A practical adoption checklist
✓ Pros
- Start with one read-only server (resources) to prove the wiring
- Add tools one at a time, each with a strict input schema
- Use stdio for local/desktop, HTTP with auth for shared servers
- Gate every write behind explicit human approval
- Pin the MCP SDK version and track spec changes
✕ Cons
- No unauthenticated HTTP servers exposed to the internet
- No raw shell or unrestricted SQL tools, ever
- No "expose the whole database" resource handlers
- No skipping argument validation because "the model is smart"
The bottom line
MCP is not hype — it is plumbing, and good plumbing is exactly what the agent ecosystem needed. It will not make your AI smarter, but it will stop you from rewriting the same connector for the fifth time and give you a clean, auditable boundary between the model and your systems. Learn the three roles, respect the trust gradient, and adopt it the moment your integration count starts to multiply.

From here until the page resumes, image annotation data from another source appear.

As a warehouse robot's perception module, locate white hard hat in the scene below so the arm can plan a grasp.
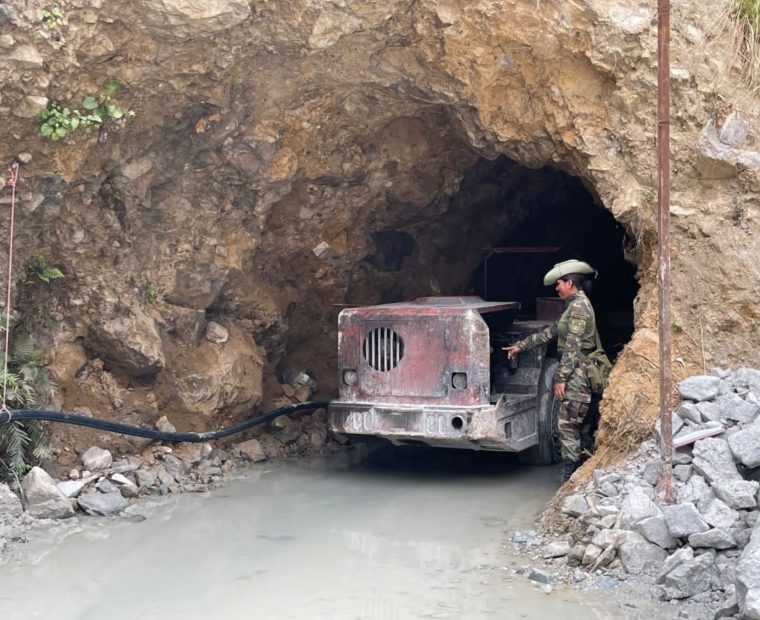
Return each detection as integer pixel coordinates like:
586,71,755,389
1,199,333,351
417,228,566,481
544,260,596,286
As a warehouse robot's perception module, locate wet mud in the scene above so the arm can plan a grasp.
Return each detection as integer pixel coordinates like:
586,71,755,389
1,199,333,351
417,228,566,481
0,446,684,620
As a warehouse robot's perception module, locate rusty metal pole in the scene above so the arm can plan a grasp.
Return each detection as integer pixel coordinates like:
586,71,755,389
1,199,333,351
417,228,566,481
657,0,675,503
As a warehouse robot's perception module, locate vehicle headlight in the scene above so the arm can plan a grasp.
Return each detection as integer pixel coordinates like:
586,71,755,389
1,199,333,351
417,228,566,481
343,368,357,385
451,372,467,390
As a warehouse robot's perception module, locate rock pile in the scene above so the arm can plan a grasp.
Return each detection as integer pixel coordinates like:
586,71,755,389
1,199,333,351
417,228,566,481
513,368,760,619
0,394,332,561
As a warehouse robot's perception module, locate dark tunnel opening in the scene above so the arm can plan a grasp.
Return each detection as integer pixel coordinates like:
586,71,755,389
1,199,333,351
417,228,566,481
460,158,639,358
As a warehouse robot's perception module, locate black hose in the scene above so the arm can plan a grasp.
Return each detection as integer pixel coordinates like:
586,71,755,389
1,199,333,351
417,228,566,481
0,401,328,443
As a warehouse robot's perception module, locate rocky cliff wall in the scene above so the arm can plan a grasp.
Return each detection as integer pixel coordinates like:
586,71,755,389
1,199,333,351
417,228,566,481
0,0,760,456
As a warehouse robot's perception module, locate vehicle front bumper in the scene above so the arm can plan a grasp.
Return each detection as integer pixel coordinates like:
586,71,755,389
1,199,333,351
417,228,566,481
327,401,537,452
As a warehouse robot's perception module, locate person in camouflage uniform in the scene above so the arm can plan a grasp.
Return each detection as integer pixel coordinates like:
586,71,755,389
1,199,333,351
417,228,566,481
504,261,596,480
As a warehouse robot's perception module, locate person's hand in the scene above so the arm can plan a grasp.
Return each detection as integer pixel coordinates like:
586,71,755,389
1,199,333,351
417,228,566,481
501,344,520,359
554,383,565,400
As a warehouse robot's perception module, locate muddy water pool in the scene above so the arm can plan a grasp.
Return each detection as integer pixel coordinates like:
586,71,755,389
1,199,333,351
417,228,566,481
0,448,684,620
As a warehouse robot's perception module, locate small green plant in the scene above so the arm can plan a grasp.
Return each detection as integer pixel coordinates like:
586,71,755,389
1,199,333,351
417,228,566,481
145,282,158,304
731,0,760,37
0,334,55,484
42,6,63,30
40,80,135,140
26,256,66,284
40,101,82,140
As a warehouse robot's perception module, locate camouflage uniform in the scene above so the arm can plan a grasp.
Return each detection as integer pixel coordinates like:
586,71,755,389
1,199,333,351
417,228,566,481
516,291,596,463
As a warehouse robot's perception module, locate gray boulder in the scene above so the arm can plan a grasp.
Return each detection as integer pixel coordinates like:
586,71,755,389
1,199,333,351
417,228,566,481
620,487,661,529
712,480,760,510
77,491,129,516
635,515,678,549
676,402,702,424
715,392,760,424
617,530,668,575
662,503,710,537
663,553,720,599
678,475,715,510
0,483,24,517
21,467,74,519
79,446,113,471
678,375,720,402
726,424,760,467
736,523,760,618
696,401,721,422
689,527,736,549
702,499,739,529
692,437,742,484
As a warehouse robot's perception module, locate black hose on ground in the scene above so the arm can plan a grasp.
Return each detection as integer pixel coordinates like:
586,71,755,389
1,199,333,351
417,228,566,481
0,401,328,443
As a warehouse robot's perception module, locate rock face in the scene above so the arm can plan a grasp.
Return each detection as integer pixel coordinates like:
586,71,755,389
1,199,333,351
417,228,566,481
524,369,760,618
0,0,760,456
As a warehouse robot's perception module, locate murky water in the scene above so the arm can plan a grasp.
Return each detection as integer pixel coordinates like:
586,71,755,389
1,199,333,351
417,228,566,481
0,449,672,620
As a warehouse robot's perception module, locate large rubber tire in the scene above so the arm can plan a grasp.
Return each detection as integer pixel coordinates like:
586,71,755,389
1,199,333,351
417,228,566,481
518,358,562,465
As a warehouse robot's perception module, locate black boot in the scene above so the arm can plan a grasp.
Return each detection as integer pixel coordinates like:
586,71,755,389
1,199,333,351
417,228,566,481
562,459,578,482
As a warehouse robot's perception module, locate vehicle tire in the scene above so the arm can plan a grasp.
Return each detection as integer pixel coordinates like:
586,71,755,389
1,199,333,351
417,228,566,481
518,358,562,465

! Common mistakes to avoid
-
✕Exposing a raw shell or unrestricted SQL tool over MCP.
✓Expose narrow, purpose-built tools with strict schemas; never a "run anything" capability.
-
✕Running an HTTP MCP server with no authentication.
✓Require auth and TLS on any networked server; treat it as a public attack surface.
-
✕Skipping argument validation because "the model is smart".
✓Validate every tool argument server-side — the model can be steered by untrusted input.
-
✕Building a custom server for a system that already has one.
✓Check the ecosystem first (GitHub, Postgres, Slack, filesystem) and reuse maintained servers.
? Frequently asked questions
What problem does MCP actually solve? +
It replaces the M-models-by-N-tools matrix of bespoke integrations with M+N: every model speaks MCP and every tool exposes MCP, so connectors are written once and reused everywhere.
What is the difference between tools, resources, and prompts? +
Tools are model-controlled actions, resources are app-controlled read-only data, and prompts are user-controlled templates. The more control the model has, the more validation you owe.
Should I use stdio or HTTP transport? +
Use stdio for local, single-user tools (desktop assistants, file access) — it needs no auth. Use Streamable HTTP for shared/team or cloud servers, where you must add authentication and TLS.
Is MCP only for one AI vendor? +
No. MCP is an open protocol; any MCP-aware host or client can use any MCP server, which is the entire point of standardising the integration layer.
Do I need MCP if I have one agent calling one function? +
No. Plain function calling is simpler for a single integration. MCP pays off the moment you have multiple models or multiple systems, where integrations start to multiply.
Success
The payoff
Once your tools live behind MCP, swapping models or adding a new agent stops being an integration project and becomes a configuration change. That decoupling is the whole point — and it compounds with every connector you add.